Em 15 de outubro de 1979, o oficial de longa data da CIA George W. Cave [en] reuniu-se com o vice-primeiro-ministro iraniano Abbas Amir-Entezam [en] e o ministro das Relações Exteriores Ebrahim Yazdi, como parte de uma ligação de compartilhamento de inteligência aprovada pelo Secretário Assistente de Estado para Assuntos do Oriente Próximo Harold H. Saunders [en]. Isso ocorreu antes do início da Crise dos reféns no Irã em 4 de novembro. Cave informou a Mark J. Gasiorowski [en] que ele "avisou os líderes do Irã sobre os preparativos de invasão do Iraque e explicou como eles poderiam monitorar esses preparativos e, assim, tomar medidas para enfrentá-los". No entanto, embora Entezam e Yazdi tenham corroborado o relato de Cave sobre o briefing, nenhum dos dois parece ter compartilhado essas informações com outros oficiais iranianos, talvez por medo de que sua relação com um oficial da CIA fosse mal interpretada.
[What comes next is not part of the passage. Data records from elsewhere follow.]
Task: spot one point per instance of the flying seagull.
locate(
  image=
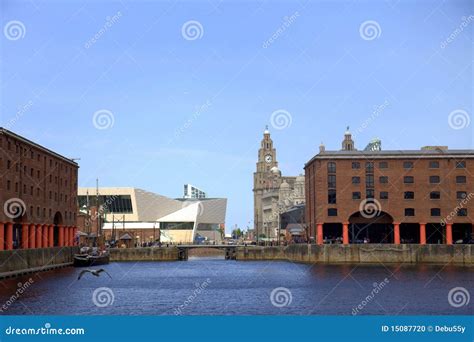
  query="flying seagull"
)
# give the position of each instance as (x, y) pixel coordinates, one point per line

Devido, em grande parte, às extensas purgas pós-revolucionária de suas forças armadas, o Irã estava, de fato, extremamente despreparado para a invasão do Iraque em setembro de 1980. A veracidade da inteligência subjacente ao aviso de Cave e suas implicações em relação às alegações de que os EUA deram a Saddam um "sinal verde" para invadir o Irã têm sido debatidas. Gasiorowski argumentou que "se os líderes do Irã tivessem agido com base nas informações fornecidas nos briefings de Cave [...] a brutal guerra de oito anos (Guerra Irã-Iraque) poderia nunca ter ocorrido".